Regeling vervallen per 01-01-2024

Verordening van de gemeenteraad van de gemeente Simpelveld houdende regels omtrent rekenkamercommissie Verordening op de rekenkamercommissie Simpelveld 2018

Geldend van 31-10-2018 t/m 31-12-2023

Intitulé

Verordening van de gemeenteraad van de gemeente Simpelveld houdende regels omtrent rekenkamercommissie Verordening op de rekenkamercommissie Simpelveld 2018

De raad van de gemeente Simpelveld;

gelet op artikel 81oa van de Gemeentewet;

gelezen het voorstel van het presidium d.d. 11 september 2018;

besluit vast te stellen de Verordening op de rekenkamercommissie 2018:

Artikel 1 Begripsbepalingen

In deze wet wordt verstaan onder:

  • a.

    Wet: Gemeentewet

  • b.

    commissie: rekenkamercommissie van de gemeente Simpelveld

  • c.

    voorzitter: voorzitter van de rekenkamercommissie

  • d.

    college: college van burgemeester en wethouders

  • e.

    rekenkamercommissie: de rekenkamercommissie van de gemeente Simpelveld

  • f.

    griffie: griffie van de gemeente Simpelveld

  • g.

    griffier: griffier van de gemeente Simpelveld

Artikel 2 Rekenkamercommissie

  • 1. Er is een commissie die door de raad wordt ingesteld en wordt aangeduid als de rekenkamercommissie.
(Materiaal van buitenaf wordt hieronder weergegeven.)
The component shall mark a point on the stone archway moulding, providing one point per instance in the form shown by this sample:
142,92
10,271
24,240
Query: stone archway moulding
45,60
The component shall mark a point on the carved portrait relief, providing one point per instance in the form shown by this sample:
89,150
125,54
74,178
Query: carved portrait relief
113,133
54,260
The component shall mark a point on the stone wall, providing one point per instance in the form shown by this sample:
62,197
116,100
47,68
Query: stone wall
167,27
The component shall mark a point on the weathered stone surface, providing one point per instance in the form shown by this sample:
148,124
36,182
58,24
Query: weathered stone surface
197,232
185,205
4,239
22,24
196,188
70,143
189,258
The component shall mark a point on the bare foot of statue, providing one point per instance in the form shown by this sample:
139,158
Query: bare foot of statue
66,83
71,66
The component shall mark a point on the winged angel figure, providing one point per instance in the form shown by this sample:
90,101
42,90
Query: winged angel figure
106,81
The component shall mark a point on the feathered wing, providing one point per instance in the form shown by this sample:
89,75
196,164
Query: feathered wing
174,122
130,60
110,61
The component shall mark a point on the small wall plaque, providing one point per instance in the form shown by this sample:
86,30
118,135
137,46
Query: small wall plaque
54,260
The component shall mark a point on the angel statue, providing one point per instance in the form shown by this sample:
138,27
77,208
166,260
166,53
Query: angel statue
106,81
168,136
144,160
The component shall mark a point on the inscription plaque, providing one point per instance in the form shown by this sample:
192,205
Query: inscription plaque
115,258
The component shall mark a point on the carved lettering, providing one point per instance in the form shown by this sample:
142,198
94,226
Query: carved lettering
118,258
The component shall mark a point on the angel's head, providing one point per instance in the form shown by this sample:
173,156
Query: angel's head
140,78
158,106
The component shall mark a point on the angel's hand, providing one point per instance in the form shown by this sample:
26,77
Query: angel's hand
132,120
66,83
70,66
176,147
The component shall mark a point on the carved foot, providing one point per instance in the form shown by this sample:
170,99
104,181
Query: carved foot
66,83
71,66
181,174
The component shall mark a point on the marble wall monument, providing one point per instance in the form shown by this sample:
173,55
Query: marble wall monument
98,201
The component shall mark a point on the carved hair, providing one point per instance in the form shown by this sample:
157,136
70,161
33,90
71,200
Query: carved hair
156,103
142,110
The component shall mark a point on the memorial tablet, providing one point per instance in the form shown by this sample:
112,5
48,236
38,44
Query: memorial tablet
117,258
  • 2. De commissie heeft als taak het uitoefenen van de rekenkamerfunctie als bedoeld in art. 81oa Gemeentewet.

  • 3. De commissie bestaat uit één lid, tevens zijnde voorzitter.

Artikel 3 Benoeming voorzitter

  • 1. De raad benoemt de voorzitter van de commissie die geen lid mag zijn van de raad of een commissie van advies van de gemeente Simpelveld.

  • 2. De voorzitter van de commissie is niet tevens burgemeester van, dan wel werkzaam als secretaris, griffier of ambtenaar bij de gemeente voor welke de rekenkamercommissie functioneert.

  • 3. De voorzitter van de commissie wordt voor een periode van vier jaren aangewezen waarbij de voorzitter voor maximaal een periode van 4 jaren kan worden herbenoemd.

Artikel 4 Eed/belofte

Ten aanzien van de voorzitter is artikel 81g van de wet van overeenkomstige toepassing.

Artikel 5 Ontslag en non-activiteit

  • 1. De raad ontslaat de voorzitter of stelt hem op non-actief.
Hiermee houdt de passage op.